October 20, 2021 | View PDF

Once in a while, there is a glimmer of reality in our trip on this crazy ride.

There is a sitcom recently introduced that plays with the concept of an Afghan interpreter moving to the U.S., and living with a soldier who served there. I’m leaving out some of the details, but the story line often involves his adjustment to American society, the soldier adjusting to stateside society and the two often acting like brothers from different mothers.

The story had the opportunity to borrow from headlines with the military withdraw and Taliban return, and resulting urgency to get out of the region if there is even a hint of being an American sympathizer.

The abbreviated version has the household sleepless for almost a week before the show ended. In a way, the last statement of the show is the real cliff hanger. It isn’t leading to the next show necessarily, but it is, in my opinion, a reflection of American society as well as the show and Afghanistan.

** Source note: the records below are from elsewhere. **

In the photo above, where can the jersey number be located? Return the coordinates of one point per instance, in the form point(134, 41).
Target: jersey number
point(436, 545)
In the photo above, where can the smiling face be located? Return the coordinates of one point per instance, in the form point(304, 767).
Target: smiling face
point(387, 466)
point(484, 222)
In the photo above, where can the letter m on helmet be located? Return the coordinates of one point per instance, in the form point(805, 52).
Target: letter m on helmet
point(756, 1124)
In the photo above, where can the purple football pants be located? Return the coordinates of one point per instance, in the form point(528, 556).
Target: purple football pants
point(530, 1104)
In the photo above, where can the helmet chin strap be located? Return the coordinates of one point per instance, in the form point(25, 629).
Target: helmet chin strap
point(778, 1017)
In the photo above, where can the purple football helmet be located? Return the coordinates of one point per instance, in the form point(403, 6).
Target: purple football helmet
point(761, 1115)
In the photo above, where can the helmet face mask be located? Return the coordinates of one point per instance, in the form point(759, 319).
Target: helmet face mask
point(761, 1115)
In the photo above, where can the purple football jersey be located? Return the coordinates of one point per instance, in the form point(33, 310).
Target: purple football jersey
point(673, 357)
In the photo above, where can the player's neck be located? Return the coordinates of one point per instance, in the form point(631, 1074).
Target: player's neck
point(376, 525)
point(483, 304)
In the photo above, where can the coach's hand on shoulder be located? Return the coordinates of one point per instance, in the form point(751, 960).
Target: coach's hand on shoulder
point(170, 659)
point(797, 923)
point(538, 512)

He said “I’m happy for my sister. I’m sad for my country.”

I was struck by the paradox, the walking of a tightrope. He was relieved, even happy, his sister escaped, but sad for the condition of his homeland and the friends and family who are then in a moment to moment fear for their lives.

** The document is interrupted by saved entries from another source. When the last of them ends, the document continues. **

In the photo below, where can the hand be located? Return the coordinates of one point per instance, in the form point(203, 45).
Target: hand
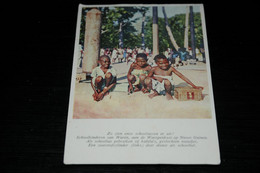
point(100, 96)
point(130, 89)
point(95, 96)
point(199, 87)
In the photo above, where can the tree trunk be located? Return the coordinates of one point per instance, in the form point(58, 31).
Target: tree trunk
point(155, 32)
point(143, 43)
point(175, 45)
point(186, 33)
point(92, 41)
point(121, 43)
point(192, 33)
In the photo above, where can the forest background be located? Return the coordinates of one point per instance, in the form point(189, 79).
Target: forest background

It sounds eerily familiar. What are we escaping from? That has a heavy and varying answer. What attracts people to the U.S.? Those who have been here for generations, is life perfect or a constant journey? The second one is the most correct answer. No matter how perfect or satisfying we see life, there is something we try or ought to leave behind.

The parallel between the 30 minute sitcom and life is we need to be grateful for what we have, but wary of where we are going. We need to constantly live in the words of former President Ronald Reagan: freedom is never more than a generation away from extinction.”

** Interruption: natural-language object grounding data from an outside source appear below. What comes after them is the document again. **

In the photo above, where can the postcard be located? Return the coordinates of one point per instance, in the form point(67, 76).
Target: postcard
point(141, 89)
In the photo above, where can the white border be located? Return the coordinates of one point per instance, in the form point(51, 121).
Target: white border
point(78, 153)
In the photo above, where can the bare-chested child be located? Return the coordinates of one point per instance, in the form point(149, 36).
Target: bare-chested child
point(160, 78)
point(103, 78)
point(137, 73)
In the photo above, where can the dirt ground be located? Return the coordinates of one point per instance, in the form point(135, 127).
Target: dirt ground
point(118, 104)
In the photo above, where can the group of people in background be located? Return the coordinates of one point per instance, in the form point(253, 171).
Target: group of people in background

Presently, we have people betraying our country in plain view: one gets prosecuted and the other nearly disregarded. We have education and history not just rewritten but white-washed almost akin to “1984.”

We have people arguing about the southern border even when facts are presented. Elected officials debate enormous spending packages while telling voters it won’t cost anymore.

Honestly, it is time for the American people to look in the mirror. We will be what we are willing to tolerate.

Have we reached our tolerance or do we have deeper to go in the well?